Real-time data from well sensors and associated parts of the facility also are making it possible to monitor the state and performance of the well stock. This is assisting with well integrity monitoring and alerting, well upset (sand production and stability) monitoring and alerting, well performance monitoring (rates, phase, well test performance), production allocation, distributed temperature measurement, and automated data transfer to analytic tools and automated analyses.

A BP proprietary software package – ISIS (integrated surveillance information system) – provides alerts about well conditions, cleans and conditions data, and includes analytical functionality that helps the production team understand performance. Well modeling tasks previously carried out manually on a case-by-case basis now are conducted automatically and continuously.

The intelligent field

An example of some of these tools in operation is the application of equipment monitoring capabilities in the Azerbaijan export terminal at Sangachal, which processes oil and gas from fields in the Caspian Sea. Important features of this implementation have been monitoring of key rotating equipment run time and critical blowdown and safety valve performance.

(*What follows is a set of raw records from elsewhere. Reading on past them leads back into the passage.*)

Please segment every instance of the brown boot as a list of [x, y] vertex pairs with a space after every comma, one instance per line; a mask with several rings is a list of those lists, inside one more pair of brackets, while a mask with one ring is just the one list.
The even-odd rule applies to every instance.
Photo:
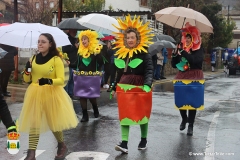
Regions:
[[35, 149], [29, 149], [27, 152], [27, 157], [24, 160], [36, 160], [35, 151]]
[[55, 160], [64, 160], [68, 152], [67, 146], [61, 142], [58, 143], [57, 155], [55, 156]]

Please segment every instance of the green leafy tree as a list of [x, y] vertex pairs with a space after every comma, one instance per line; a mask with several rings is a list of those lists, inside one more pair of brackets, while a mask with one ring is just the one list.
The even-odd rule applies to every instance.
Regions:
[[63, 8], [66, 11], [101, 11], [105, 0], [64, 0]]
[[211, 22], [214, 28], [214, 34], [204, 35], [208, 38], [205, 41], [205, 47], [210, 50], [213, 47], [227, 47], [233, 39], [232, 30], [235, 28], [236, 24], [234, 21], [229, 19], [229, 21], [222, 15], [218, 14], [222, 10], [222, 5], [218, 3], [212, 3], [203, 6], [201, 12], [206, 15], [206, 17]]

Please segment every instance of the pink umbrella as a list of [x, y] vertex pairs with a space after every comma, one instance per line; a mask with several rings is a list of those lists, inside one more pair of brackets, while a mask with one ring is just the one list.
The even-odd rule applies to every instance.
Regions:
[[10, 25], [10, 23], [0, 23], [0, 27]]

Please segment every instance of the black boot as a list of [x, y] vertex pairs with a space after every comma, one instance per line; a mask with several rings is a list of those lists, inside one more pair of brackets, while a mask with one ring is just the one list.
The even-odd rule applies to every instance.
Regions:
[[122, 141], [119, 145], [115, 146], [116, 151], [121, 151], [122, 153], [128, 153], [128, 147], [127, 147], [128, 141]]
[[36, 160], [35, 151], [35, 149], [29, 149], [27, 152], [27, 157], [24, 160]]
[[187, 118], [182, 120], [182, 123], [180, 124], [180, 131], [186, 128], [186, 123], [187, 123]]
[[99, 116], [98, 106], [93, 106], [93, 114], [95, 118], [98, 118]]
[[83, 109], [82, 110], [82, 113], [83, 113], [83, 117], [81, 119], [81, 122], [87, 122], [89, 119], [88, 119], [88, 113], [87, 113], [87, 109]]
[[193, 135], [193, 123], [189, 123], [187, 135], [188, 136], [192, 136]]
[[58, 143], [57, 155], [55, 156], [55, 160], [64, 160], [68, 152], [67, 146], [61, 142]]

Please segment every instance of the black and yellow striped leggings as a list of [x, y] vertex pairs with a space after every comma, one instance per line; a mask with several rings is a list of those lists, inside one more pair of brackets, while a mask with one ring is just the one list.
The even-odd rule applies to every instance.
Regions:
[[[53, 135], [55, 136], [56, 140], [58, 143], [63, 142], [63, 132], [58, 131], [58, 132], [52, 132]], [[38, 141], [39, 141], [39, 134], [36, 134], [35, 129], [31, 129], [29, 133], [29, 148], [28, 149], [37, 149]]]

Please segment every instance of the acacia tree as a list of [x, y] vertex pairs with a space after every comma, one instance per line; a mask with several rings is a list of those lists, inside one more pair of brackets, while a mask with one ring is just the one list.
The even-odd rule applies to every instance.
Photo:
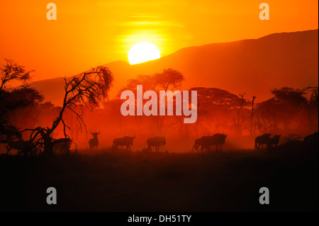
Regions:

Enhanced monitoring capability introduced at Sangachal has enabled performance characteristics, maintenance requirements, and failure modes to be identified, allowing maintenance efforts to be focused on problem areas and appropriate mitigations to be identified. In some cases, it was demonstrated that more efficient maintenance practices could be identified, reducing or eliminating unnecessary maintenance intervention. In particular, this has reduced or eliminated preventive maintenance tasks for equipment with good performance history.

Monitoring also facilitated early warning of deteriorating performance and improved the assessment of the reliability of equipment with low utilization. This has helped maintain plant integrity and reduced risk by decreasing the frequency of unnecessary, intrusive checks. Significant cost savings have been identified from this and other steps.

Applying well monitoring capabilities in the subsurface and wells has had substantial impact on operations, delivering:

• Increased production – typically 1% to 2% of the original base production;

• Supporting reserves pull-through via improved data (e.g. production allocation) feeding models and reservoir management decisions;

• Reduced costs through better targeted interventions and infill drilling decisions; and

• Improvements in staff efficiency – up to 25% observed.

Benefits also have been achieved in new field startups. On Thunder Horse in the GoM, for example, the provision of high-quality monitoring information in real time, relating to well rates and production stability, has enabled early assessment of well startup performance. The delivery of essential information about reservoir behavior and response allowed the wells to be operated with confidence. Reservoir performance uncertainties were reduced, resulting in an immediate impact on execution of the depletion plan.

The GoM “Advanced Collaborative Environment,” where drilling, reservoir, and process engineers co-located onshore analyze real-time data from fields offshore, has enabled onshore control loop tuning to be performed (saving an offshore trip as well as engineering time). Problems bringing on new wells and subsea equipment have been diagnosed – increasing production rates, avoiding loss, and saving cost. And swift responses to events have avoided entire production shutdowns.

A further example of remote performance management has been the application of Distributed Temperature Sensing (DTS). BP has installed DTS in 26 sand-controlled completions in the past four years, improving reservoir management and delivering greater operations efficiency. Implementation has improved understanding of inflow profiles along the well bore with benefits for how wells are operated and offtake managed.

These examples illustrate the intelligence in action that the Field of the Future program was designed to deliver and that has resulted in production benefits. Lessons have been learned, such as understanding impacts on business processes and workflows and helping people adapt to changes in roles, accountabilities, and behavior. And more benefits are emerging.

Digital technologies are creating the future intelligent energy environment now.